The EU’s intention to fund foundries making 2nm nodes would also be of limited use to Infineon, whose products tend to use larger structures. The group would “not take part in such an endeavour”, Ploss said, as “no one knows which industries in Europe should use [these next-generation chips]”.
The company’s current focus on higher-margin automotive chips, which account for more than 40 per cent of its business, looks set to pay off with the rise of autonomous and electric vehicles, which are even more reliant on microprocessors than combustion engine models.
“[Electric vehicle components] will be 30 per cent of their auto business in 2025,” said Markus Golinski, a portfolio manager at institutional investor Union. “They are the number one automotive semiconductor company in the world, which is the fastest-growing segment.”
Infineon also maintains a leading position in the power sensors segment, accounting for almost a fifth of the global market, and makes roughly every second security chip used in credit cards.
The acquisition of US rival Cypress, finalised last year, has fuelled rumours of further consolidation, especially among Europe’s few semiconductor giants.

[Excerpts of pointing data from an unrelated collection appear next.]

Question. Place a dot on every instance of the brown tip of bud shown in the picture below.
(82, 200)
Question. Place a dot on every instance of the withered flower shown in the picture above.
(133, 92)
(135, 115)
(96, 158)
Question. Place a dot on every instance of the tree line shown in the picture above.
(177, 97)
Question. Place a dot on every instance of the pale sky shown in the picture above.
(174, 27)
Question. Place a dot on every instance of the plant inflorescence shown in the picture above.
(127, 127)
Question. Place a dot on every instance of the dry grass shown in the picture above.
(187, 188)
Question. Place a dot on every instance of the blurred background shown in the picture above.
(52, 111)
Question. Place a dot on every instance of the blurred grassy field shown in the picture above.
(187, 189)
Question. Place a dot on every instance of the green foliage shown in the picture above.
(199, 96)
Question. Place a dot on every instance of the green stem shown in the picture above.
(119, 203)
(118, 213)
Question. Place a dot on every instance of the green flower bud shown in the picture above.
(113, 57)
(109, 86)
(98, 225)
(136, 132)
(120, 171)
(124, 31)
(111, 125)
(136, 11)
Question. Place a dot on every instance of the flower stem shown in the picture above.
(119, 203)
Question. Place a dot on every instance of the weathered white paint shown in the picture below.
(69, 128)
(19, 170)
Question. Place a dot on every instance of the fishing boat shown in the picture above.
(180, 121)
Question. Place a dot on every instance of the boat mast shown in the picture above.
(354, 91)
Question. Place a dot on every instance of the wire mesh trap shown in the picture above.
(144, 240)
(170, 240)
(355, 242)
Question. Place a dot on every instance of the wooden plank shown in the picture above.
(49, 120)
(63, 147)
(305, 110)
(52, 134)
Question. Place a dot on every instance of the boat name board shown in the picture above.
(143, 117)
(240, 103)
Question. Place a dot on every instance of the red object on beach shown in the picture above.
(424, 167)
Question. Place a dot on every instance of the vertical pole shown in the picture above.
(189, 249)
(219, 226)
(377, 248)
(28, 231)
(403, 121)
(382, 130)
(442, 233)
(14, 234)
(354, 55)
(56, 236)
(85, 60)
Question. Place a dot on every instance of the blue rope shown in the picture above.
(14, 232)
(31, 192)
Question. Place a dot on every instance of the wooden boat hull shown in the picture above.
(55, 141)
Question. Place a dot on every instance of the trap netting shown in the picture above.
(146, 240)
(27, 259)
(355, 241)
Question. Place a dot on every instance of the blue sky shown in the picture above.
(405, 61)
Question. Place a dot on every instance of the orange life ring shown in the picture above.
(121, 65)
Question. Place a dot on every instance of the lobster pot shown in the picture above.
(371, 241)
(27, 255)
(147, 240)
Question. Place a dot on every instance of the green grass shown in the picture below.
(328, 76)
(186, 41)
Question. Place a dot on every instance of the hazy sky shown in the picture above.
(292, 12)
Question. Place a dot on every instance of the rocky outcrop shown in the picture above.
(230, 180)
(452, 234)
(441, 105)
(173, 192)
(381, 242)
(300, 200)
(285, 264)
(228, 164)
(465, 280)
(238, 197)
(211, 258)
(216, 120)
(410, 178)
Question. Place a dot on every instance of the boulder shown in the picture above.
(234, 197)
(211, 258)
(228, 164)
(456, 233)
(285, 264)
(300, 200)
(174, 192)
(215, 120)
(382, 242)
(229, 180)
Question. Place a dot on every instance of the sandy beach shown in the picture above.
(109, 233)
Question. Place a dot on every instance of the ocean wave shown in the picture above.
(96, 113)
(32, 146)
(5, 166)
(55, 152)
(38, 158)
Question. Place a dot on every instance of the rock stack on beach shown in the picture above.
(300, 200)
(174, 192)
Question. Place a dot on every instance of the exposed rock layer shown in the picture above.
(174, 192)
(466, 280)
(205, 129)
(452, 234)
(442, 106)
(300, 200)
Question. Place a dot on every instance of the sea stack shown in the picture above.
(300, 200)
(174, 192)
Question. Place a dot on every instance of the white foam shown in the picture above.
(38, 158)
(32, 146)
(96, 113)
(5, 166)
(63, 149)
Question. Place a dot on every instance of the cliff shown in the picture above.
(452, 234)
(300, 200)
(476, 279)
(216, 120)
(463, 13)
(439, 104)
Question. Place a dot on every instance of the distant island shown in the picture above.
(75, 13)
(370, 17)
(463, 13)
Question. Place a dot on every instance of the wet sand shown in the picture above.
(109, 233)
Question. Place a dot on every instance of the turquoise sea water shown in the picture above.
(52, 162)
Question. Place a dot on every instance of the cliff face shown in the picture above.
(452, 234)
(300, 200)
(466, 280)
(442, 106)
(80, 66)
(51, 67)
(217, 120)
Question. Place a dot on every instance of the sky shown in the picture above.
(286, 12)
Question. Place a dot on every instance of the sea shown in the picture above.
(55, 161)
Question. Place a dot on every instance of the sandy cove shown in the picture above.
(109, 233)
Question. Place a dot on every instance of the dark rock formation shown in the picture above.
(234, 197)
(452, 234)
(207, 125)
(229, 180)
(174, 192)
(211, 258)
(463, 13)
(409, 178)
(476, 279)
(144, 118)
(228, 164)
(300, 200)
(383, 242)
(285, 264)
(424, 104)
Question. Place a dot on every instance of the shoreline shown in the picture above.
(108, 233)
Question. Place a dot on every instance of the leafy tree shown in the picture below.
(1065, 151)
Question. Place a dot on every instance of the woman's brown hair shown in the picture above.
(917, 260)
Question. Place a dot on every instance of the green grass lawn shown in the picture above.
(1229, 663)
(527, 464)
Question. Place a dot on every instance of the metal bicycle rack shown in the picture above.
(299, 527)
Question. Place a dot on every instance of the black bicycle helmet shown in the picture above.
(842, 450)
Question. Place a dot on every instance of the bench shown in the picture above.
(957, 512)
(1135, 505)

Such discussions were always “ongoing”, Ploss said, but a tie-up with STMicro “might exceed critical market shares”. Union’s Golinski also thought such a merger would lead to a “cultural clash” and “there would be too many politicians involved”.
Endless talks about creating a European chip champion would be a “distraction”, Ploss said, especially as Infineon, whose shares have just exceeded their flotation price after almost 21 years of trading, is beginning to find its mojo.
Once a penny stock, it has benefited from the boom in semiconductor demand to become one of the biggest success stories on Germany’s Dax. But in a notoriously cyclical industry, the company’s heady growth “cannot continue forever”, warned one lead investor.
Ploss, who has pushed the company to experiment with nascent technologies that could well help with the exploration of other planets — such as time-of-flight chips, which measure distance by how long it takes for photons to travel between two points — is similarly cautious.
“Infineon is in a very good position,” said Ploss, but “if you assume you are the greatest, the next step is the downfall”.